Differing Results Between Hive and Vertica Queries

Sometimes, running the same query on Hive and on Vertica through the HCatalog Connector can return different results. This discrepancy is often caused by the differences between the data types supported by Hive and Vertica. See Data Type Conversions from Hive to Vertica for more information about supported data types.

If Hive string values are being truncated in Vertica, this might be caused by multi-byte character encodings in Hive. Hive reports string length in characters, while Vertica records it in bytes. For a two-byte encoding such as Unicode, you need to double the column size in Vertica to avoid truncation.

Discrepancies can also occur if the Hive table uses partition columns of types other than string.
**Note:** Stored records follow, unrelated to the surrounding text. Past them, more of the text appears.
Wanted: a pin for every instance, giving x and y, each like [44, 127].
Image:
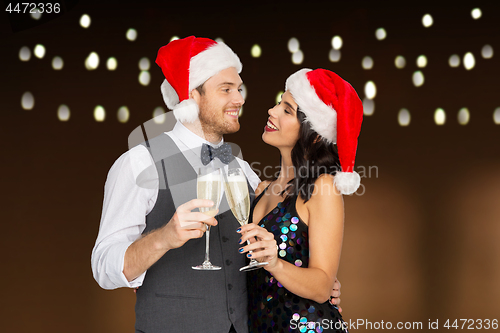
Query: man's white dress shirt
[127, 201]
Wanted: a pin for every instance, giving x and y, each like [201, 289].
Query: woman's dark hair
[312, 156]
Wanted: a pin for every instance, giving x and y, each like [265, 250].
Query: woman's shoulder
[262, 186]
[324, 191]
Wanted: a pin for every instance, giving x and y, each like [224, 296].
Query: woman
[298, 218]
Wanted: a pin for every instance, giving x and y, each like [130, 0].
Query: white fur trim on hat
[347, 182]
[323, 118]
[186, 111]
[210, 62]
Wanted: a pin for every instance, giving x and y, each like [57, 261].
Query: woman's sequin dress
[272, 308]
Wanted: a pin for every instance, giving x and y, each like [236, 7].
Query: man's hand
[147, 250]
[335, 297]
[175, 231]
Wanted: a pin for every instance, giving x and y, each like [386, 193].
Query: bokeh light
[27, 101]
[368, 106]
[36, 14]
[334, 55]
[92, 61]
[487, 52]
[404, 117]
[337, 42]
[244, 91]
[24, 53]
[370, 90]
[463, 116]
[297, 57]
[496, 116]
[123, 114]
[63, 112]
[159, 115]
[112, 63]
[454, 60]
[256, 51]
[85, 21]
[39, 51]
[293, 45]
[99, 113]
[380, 33]
[427, 20]
[476, 13]
[131, 34]
[422, 61]
[367, 63]
[418, 78]
[144, 78]
[439, 117]
[469, 61]
[400, 62]
[57, 63]
[144, 64]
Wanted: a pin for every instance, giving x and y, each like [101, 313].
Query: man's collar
[190, 139]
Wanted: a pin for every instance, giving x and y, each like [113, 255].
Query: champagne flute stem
[207, 259]
[252, 260]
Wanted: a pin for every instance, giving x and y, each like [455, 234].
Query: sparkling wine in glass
[235, 184]
[209, 184]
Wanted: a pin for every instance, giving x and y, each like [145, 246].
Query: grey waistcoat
[173, 296]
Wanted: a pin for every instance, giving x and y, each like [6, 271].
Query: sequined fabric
[272, 308]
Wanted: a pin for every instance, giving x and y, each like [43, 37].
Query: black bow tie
[208, 153]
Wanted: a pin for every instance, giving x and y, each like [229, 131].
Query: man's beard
[213, 122]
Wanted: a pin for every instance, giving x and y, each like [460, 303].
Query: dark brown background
[421, 243]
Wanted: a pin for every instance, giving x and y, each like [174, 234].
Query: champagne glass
[208, 187]
[239, 201]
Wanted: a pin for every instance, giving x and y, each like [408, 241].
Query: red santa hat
[335, 112]
[186, 64]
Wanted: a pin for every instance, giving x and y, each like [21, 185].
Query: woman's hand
[262, 244]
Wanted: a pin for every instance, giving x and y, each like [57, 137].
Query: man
[148, 199]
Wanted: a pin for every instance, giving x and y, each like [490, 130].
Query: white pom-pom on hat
[186, 64]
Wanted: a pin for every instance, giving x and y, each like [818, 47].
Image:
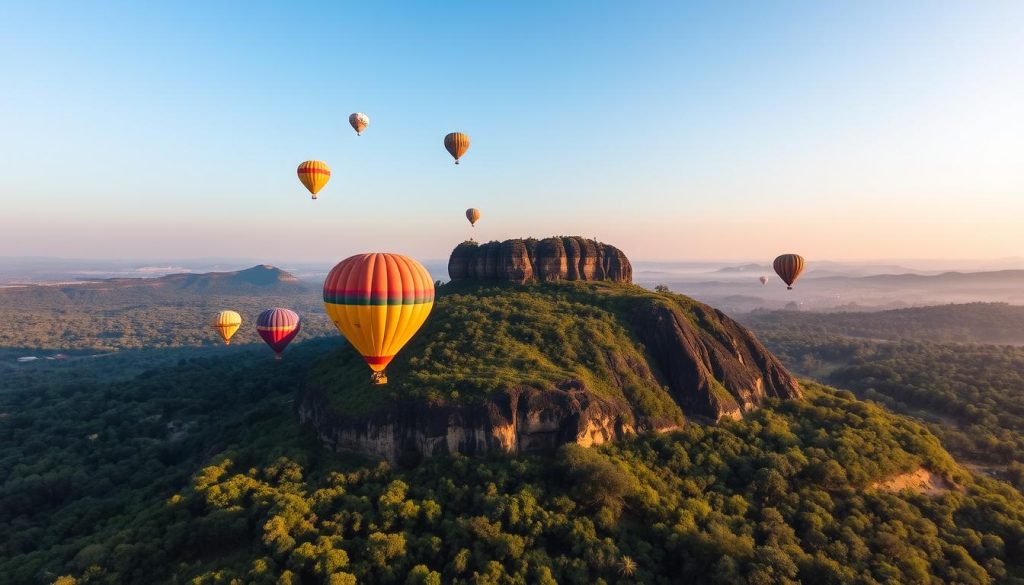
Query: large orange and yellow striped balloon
[225, 324]
[457, 143]
[378, 301]
[314, 175]
[788, 267]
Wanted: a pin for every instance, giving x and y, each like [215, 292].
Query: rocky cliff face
[692, 361]
[519, 261]
[516, 420]
[714, 367]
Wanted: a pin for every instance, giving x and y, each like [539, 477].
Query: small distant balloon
[378, 301]
[788, 267]
[225, 324]
[278, 327]
[457, 143]
[359, 121]
[314, 175]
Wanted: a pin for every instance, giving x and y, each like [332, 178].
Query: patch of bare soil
[920, 482]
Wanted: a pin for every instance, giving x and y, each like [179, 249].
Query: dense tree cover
[83, 450]
[198, 472]
[781, 497]
[192, 469]
[978, 322]
[971, 394]
[115, 325]
[479, 339]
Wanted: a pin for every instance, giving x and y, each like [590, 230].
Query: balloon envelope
[788, 267]
[314, 175]
[457, 143]
[278, 327]
[359, 121]
[378, 301]
[225, 324]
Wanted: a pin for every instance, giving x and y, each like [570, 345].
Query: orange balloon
[314, 175]
[788, 267]
[457, 144]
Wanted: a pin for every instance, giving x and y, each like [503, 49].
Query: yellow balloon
[225, 324]
[378, 301]
[314, 175]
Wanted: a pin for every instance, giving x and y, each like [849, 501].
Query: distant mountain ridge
[256, 281]
[259, 276]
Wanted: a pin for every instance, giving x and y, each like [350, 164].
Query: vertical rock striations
[551, 259]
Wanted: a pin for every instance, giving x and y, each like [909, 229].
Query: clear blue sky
[699, 130]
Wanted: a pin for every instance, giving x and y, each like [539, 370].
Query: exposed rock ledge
[569, 258]
[517, 420]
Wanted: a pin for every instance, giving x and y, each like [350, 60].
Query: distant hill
[258, 281]
[760, 268]
[517, 369]
[996, 278]
[977, 323]
[263, 277]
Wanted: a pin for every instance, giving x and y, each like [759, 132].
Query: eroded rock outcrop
[517, 420]
[675, 359]
[519, 261]
[714, 367]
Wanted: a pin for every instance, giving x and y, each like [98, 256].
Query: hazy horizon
[845, 131]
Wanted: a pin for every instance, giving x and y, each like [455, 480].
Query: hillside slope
[524, 368]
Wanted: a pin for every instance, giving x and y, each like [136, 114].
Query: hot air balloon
[314, 175]
[359, 121]
[457, 144]
[278, 327]
[378, 301]
[225, 324]
[788, 266]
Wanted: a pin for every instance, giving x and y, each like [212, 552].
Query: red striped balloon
[278, 327]
[788, 267]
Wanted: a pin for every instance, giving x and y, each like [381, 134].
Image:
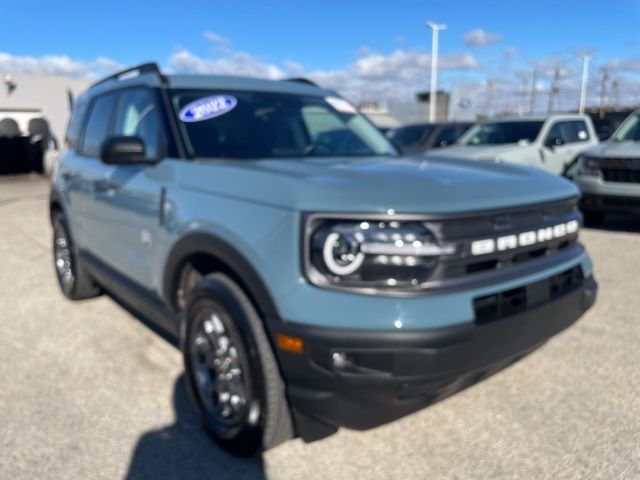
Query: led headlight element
[389, 255]
[340, 255]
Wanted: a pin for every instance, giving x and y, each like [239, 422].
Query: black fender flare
[209, 244]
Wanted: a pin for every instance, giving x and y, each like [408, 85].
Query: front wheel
[232, 373]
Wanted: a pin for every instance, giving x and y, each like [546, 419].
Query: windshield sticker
[207, 107]
[341, 105]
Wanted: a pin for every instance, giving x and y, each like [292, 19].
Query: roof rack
[149, 67]
[300, 80]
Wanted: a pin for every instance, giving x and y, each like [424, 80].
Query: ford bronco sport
[314, 278]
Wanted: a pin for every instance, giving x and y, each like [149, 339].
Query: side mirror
[123, 151]
[554, 142]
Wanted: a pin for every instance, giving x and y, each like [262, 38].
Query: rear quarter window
[75, 126]
[98, 125]
[580, 131]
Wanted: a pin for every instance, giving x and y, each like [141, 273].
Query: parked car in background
[420, 137]
[551, 143]
[315, 279]
[609, 174]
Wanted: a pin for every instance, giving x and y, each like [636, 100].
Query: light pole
[433, 93]
[583, 88]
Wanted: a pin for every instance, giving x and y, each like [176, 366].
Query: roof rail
[149, 67]
[300, 80]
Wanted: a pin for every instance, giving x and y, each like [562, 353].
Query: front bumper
[362, 379]
[610, 203]
[601, 196]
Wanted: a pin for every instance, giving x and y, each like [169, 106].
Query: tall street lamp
[433, 94]
[583, 88]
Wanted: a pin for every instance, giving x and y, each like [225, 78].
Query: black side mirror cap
[123, 151]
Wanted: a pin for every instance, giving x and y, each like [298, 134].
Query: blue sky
[355, 45]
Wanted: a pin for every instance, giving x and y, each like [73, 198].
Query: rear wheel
[232, 373]
[73, 279]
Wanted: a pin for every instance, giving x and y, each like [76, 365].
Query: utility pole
[523, 94]
[554, 89]
[583, 87]
[534, 91]
[433, 90]
[603, 91]
[616, 94]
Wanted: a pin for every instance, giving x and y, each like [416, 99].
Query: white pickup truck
[551, 143]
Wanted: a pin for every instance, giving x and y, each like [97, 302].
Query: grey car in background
[420, 137]
[552, 143]
[609, 175]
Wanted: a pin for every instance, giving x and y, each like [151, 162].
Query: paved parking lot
[90, 392]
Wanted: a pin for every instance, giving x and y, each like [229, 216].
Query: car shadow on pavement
[184, 451]
[619, 223]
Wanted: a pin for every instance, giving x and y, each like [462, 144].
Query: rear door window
[139, 116]
[75, 126]
[98, 125]
[580, 132]
[446, 136]
[560, 131]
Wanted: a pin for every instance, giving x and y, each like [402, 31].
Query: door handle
[67, 176]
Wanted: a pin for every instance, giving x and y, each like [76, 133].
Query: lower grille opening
[523, 257]
[510, 302]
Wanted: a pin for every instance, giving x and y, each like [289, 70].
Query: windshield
[496, 133]
[410, 136]
[629, 131]
[244, 124]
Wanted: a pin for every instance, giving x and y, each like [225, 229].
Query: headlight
[589, 166]
[371, 254]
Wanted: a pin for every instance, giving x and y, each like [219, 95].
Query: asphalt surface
[90, 392]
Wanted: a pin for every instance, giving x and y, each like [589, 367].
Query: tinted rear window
[410, 136]
[502, 132]
[75, 126]
[98, 125]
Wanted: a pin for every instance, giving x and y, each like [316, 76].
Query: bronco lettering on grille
[524, 239]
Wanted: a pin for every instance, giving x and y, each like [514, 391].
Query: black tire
[593, 219]
[262, 421]
[73, 279]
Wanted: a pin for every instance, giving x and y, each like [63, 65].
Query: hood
[478, 152]
[616, 150]
[377, 184]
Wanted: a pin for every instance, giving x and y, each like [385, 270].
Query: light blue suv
[314, 277]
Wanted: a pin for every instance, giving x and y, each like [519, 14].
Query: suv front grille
[623, 170]
[464, 231]
[510, 302]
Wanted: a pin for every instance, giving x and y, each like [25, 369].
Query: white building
[26, 96]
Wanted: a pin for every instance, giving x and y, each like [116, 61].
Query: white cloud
[56, 65]
[372, 75]
[216, 39]
[480, 38]
[233, 63]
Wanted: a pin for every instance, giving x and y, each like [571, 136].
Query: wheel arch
[233, 263]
HCatalog Connector Installation Fails on MapR

If you mount a MapR file system as an NFS mount point and then install the HCatalog Connector, it could fail with a message like the following:

ROLLBACK 2929: Couldn't create new UDx side process, 
failed to get UDx side process info from zygote: Broken pipe 

This might be accompanied by an error like the following in dbLog:

java.io.IOException: Couldn't get lock for /home/dbadmin/node02_catalog/UDxLogs/UDxFencedProcessesJava.log
	at java.util.logging.FileHandler.openFiles(FileHandler.java:389) 
	at java.util.logging.FileHandler.<init>(FileHandler.java:287) 
	at com.vertica.udxfence.UDxLogger.setup(UDxLogger.java:78) 
	at com.vertica.udxfence.UDxSideProcess.go(UDxSideProcess.java:75) 
	...

This error occurs if you locked your NFS mount point when creating it. Locking is the default. If you use the HCatalog Connector with MapR mounted as an NFS mount point, you must create the mount point with the -o nolock option. For example:

sudo mount -o nolock -t nfs MaprCLDBserviceHostname:/mapr/ClusterName/vertica/$(hostname -f)/ vertica

You can use the HCatalog Connector with MapR without mounting the MapR file system. If you mount the MapR file system, you must do so without a lock.
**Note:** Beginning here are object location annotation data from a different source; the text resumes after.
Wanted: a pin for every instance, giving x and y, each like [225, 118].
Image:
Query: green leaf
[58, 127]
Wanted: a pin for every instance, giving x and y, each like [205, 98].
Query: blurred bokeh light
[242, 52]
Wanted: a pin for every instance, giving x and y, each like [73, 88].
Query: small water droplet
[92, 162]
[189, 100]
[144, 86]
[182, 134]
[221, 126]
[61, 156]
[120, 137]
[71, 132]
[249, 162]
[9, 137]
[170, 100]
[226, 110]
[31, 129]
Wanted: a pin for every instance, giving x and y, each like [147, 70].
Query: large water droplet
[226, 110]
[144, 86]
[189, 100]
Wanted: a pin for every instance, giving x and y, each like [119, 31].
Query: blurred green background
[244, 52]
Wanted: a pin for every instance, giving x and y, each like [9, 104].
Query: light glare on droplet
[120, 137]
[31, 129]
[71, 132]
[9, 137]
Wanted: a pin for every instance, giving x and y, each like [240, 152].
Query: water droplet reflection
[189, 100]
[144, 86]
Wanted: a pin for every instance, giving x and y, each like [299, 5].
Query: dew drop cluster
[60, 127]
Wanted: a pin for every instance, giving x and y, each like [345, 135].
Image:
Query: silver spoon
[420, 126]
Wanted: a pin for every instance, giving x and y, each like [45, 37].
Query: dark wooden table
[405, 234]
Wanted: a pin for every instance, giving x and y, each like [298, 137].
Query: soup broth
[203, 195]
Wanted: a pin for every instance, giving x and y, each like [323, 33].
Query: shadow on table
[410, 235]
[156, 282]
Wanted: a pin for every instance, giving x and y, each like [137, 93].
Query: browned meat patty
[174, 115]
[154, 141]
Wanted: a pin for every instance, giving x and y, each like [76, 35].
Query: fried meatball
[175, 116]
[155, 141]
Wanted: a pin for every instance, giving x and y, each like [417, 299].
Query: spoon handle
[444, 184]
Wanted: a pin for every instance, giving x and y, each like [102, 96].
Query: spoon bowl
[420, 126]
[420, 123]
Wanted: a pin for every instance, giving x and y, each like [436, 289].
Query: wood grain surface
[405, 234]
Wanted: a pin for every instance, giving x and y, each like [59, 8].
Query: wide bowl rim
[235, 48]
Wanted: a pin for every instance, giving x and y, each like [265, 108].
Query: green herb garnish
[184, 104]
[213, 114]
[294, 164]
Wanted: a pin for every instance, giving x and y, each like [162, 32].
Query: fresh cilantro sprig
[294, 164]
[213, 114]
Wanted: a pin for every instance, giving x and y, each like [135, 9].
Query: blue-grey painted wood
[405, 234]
Preventing Excessive Query Delays

Network issues or high system loads on the HiveServer2 server can cause long delays while querying a Hive database using the HCatalog Connector. While Vertica cannot resolve these issues, you can set parameters that limit how long Vertica waits before canceling a query on an HCatalog schema. You can set these parameters globally using Vertica configuration parameters. You can also set them for specific HCatalog schemas in the CREATE HCATALOG SCHEMA statement. These specific settings override the settings in the configuration parameters.

The HCatConnectionTimeout configuration parameter and the CREATE HCATALOG SCHEMA statement's HCATALOG_CONNECTION_TIMEOUT parameter control how many seconds the HCatalog Connector waits for a connection to the HiveServer2 server. A value of 0 (the default setting for the configuration parameter) means to wait indefinitely. If the server does not respond by the time this timeout elapses, the HCatalog Connector breaks the connection and cancels the query. If you find that some queries on an HCatalog schema pause excessively, try setting this parameter to a timeout value, so the query does not hang indefinitely.
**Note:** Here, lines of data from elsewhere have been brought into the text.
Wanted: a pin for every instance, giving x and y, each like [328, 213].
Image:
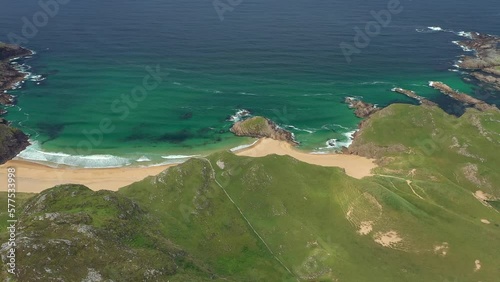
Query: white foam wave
[35, 153]
[174, 157]
[143, 159]
[299, 129]
[374, 82]
[465, 48]
[239, 115]
[435, 28]
[464, 34]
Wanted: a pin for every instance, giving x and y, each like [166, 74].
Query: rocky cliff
[361, 109]
[461, 97]
[260, 127]
[485, 65]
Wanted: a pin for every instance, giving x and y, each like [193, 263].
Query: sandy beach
[33, 177]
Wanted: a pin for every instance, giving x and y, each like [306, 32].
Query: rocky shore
[485, 65]
[413, 95]
[12, 140]
[260, 127]
[465, 99]
[361, 109]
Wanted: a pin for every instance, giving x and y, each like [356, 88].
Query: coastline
[35, 177]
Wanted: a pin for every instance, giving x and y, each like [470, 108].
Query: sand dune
[33, 177]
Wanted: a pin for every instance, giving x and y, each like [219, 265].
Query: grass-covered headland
[431, 213]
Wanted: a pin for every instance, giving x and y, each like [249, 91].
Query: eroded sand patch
[363, 213]
[477, 265]
[442, 249]
[365, 227]
[387, 239]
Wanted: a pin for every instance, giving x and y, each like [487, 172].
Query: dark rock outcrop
[485, 65]
[12, 142]
[361, 109]
[413, 95]
[461, 97]
[8, 75]
[260, 127]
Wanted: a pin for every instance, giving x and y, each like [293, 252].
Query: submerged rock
[361, 109]
[461, 97]
[413, 95]
[485, 65]
[12, 142]
[260, 127]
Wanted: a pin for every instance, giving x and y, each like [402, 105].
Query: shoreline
[34, 177]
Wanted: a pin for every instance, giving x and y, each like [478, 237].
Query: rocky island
[260, 127]
[361, 109]
[485, 65]
[467, 100]
[421, 100]
[12, 140]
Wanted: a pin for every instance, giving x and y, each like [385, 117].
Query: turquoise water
[277, 59]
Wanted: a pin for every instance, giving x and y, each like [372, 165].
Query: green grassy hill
[431, 213]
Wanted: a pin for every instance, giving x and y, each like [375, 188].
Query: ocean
[141, 83]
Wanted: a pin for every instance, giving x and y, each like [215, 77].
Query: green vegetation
[429, 213]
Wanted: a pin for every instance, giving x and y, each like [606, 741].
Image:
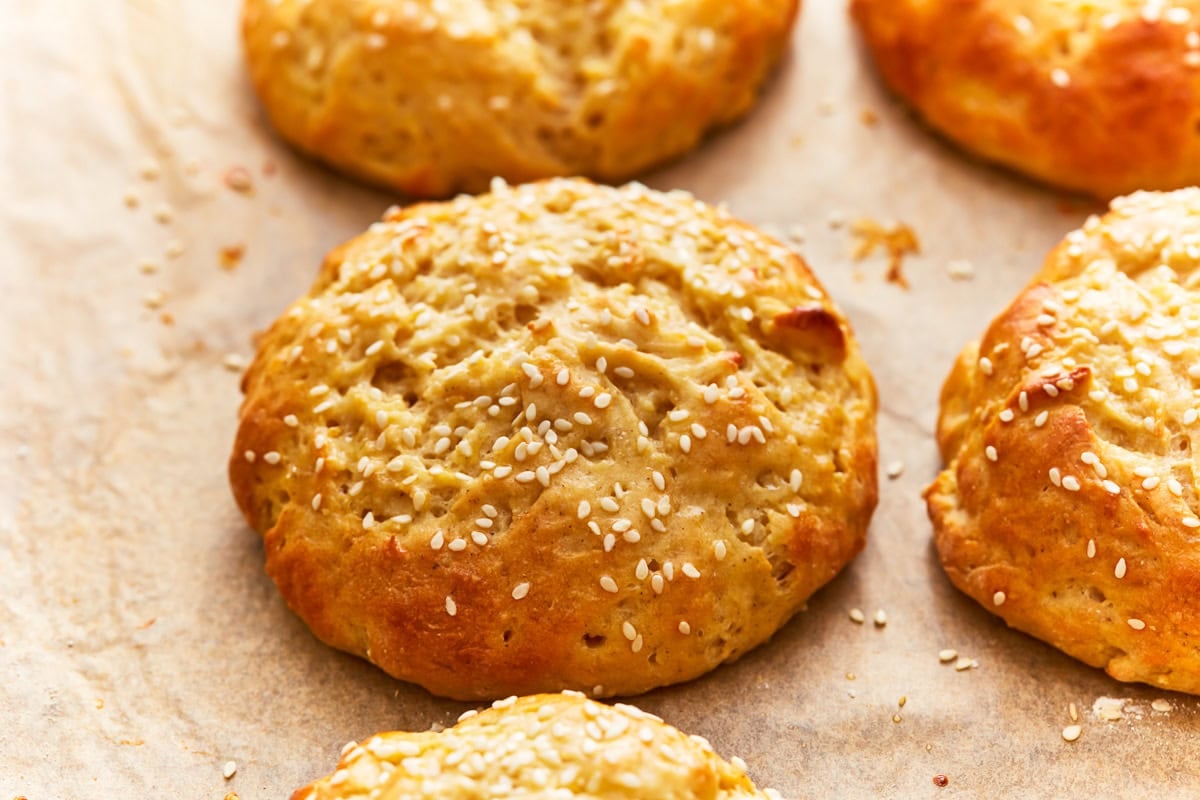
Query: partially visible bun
[557, 437]
[431, 98]
[545, 746]
[1071, 433]
[1099, 97]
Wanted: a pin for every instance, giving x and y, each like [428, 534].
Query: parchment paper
[142, 647]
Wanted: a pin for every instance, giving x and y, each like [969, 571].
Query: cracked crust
[541, 746]
[1101, 96]
[557, 437]
[1072, 440]
[433, 98]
The HCatSlowTransferTime configuration parameter and the CREATE HCATALOG SCHEMA statement's HCATALOG_SLOW_TRANSFER_TIME parameter specify how long the HCatlog Connector waits for data after making a successful connection to the server. After the specified time has elapsed, the HCatalog Connector determines whether the data transfer rate from the server is at least the value set in the HCatSlowTransferLimit configuration parameter (or by the CREATE HCATALOG SCHEMA statement's HCATALOG_SLOW_TRANSFER_LIMIT parameter). If it is not, then the HCatalog Connector terminates the connection and cancels the query.

You can set these parameters to cancel queries that run very slowly but do eventually complete. However, query delays are usually caused by a slow connection rather than a problem establishing the connection. Therefore, try adjusting the slow transfer rate settings first. If you find the cause of the issue is connections that never complete, you can alternately adjust the Linux TCP socket timeouts to a suitable value instead of relying solely on the HCatConnectionTimeout parameter.